L’avantage avec Soprano, c’est qu’on sait que l’on va passer un bon moment. Soprano est toujours connecté à la réalité, il est de ces artistes qui vivent avec les gens à qui ils parlent et dont ils parlent, qui sont bien ancrés dans leur époque. Forcément, il sait ce qui marche, il sait ce qui plaît, il sait quoi écrire, il sait choisir ses prods en fonction de la tendance. Voilà pourquoi Sopra tombe quasiment toujours juste.

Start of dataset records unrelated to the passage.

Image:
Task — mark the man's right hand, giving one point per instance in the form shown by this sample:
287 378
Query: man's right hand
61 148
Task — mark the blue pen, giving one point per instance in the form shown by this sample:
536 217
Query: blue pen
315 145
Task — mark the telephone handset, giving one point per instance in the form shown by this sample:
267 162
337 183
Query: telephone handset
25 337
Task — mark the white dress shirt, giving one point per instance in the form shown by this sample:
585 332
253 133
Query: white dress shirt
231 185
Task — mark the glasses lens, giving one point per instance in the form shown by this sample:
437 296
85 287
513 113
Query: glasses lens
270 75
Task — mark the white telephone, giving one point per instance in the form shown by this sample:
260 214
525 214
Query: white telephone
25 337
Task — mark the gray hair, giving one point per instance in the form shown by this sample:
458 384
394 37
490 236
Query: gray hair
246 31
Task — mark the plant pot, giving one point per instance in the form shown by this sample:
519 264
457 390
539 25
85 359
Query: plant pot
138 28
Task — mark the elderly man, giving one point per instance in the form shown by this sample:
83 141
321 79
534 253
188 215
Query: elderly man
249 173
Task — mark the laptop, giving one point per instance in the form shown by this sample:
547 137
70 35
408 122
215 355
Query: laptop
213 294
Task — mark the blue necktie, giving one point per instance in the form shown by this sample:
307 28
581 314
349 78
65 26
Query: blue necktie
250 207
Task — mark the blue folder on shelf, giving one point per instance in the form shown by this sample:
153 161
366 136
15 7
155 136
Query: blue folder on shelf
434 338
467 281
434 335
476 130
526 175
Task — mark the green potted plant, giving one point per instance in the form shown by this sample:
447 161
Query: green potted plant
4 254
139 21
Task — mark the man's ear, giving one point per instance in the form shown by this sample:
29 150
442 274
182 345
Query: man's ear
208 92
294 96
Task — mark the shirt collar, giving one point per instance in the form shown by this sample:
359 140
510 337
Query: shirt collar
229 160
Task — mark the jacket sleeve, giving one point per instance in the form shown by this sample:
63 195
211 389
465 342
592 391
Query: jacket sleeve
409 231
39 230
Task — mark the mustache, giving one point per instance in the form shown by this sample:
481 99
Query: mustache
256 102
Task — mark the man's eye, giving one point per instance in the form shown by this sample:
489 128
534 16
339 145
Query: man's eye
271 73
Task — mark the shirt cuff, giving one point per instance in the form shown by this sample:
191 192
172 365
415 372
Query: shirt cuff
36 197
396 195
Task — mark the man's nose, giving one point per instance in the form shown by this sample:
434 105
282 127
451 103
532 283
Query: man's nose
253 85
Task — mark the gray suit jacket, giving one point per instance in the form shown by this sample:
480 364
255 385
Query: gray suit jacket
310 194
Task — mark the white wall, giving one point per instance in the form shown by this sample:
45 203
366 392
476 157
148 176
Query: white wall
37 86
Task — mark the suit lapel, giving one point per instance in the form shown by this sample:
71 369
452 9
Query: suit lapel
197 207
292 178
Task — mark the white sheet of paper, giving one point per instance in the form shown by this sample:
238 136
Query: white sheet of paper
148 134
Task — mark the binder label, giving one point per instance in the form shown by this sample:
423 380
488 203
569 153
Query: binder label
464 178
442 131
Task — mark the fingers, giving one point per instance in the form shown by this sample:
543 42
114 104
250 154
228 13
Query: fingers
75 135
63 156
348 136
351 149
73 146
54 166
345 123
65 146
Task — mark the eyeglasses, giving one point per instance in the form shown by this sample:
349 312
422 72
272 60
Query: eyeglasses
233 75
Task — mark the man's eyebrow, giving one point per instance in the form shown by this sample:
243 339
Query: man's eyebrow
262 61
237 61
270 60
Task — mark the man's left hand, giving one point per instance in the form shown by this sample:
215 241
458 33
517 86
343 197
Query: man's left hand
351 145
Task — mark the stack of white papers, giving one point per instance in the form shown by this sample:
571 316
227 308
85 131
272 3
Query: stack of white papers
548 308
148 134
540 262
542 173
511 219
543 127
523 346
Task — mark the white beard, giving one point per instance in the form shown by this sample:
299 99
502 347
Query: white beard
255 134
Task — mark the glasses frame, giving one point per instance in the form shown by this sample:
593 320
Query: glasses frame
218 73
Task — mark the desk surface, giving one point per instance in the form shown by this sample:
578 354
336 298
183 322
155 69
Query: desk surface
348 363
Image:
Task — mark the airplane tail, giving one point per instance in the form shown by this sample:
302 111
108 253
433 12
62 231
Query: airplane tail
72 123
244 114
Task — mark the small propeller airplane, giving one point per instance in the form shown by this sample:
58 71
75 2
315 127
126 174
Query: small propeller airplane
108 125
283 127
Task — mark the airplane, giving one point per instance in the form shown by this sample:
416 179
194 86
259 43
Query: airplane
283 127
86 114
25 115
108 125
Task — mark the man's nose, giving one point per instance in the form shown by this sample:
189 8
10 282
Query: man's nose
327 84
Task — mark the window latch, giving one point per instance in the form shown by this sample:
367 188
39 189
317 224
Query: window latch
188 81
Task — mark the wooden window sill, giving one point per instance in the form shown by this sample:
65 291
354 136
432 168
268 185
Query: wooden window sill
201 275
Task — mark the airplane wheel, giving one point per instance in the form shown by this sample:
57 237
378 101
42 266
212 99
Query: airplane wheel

L’avantage avec Soprano : on sait que l’on va passer un bon moment. Pourquoi ? Tout simplement parce que depuis le début de sa carrière, le rappeur marseillais, en solo ou en groupe avec les Psy4 de la Rime, ne s’est jamais raté. À chaque fois, ses albums sont bons. Plus ou moins selon les goûts et les couleurs, mais bons dans l’ensemble. Jamais, Sopra ne s’est totalement « troué ». La raison est simple : Soprano est toujours connecté à la réalité, il est de ces artistes qui vivent avec les gens à qui ils parlent et dont ils parlent, qui sont bien ancrés dans leur époque. Bon, c’est plus ou moins simple en réalité, mais c’est un fait. Forcément, il sait ce qui marche, il sait ce qui plaît, il sait quoi écrire, il sait choisir ses prods en fonction de la tendance. Voilà pourquoi Sopra tombe quasiment toujours juste. On peut aimer ou pas ce qu’il fait mais ce constat est indéniable.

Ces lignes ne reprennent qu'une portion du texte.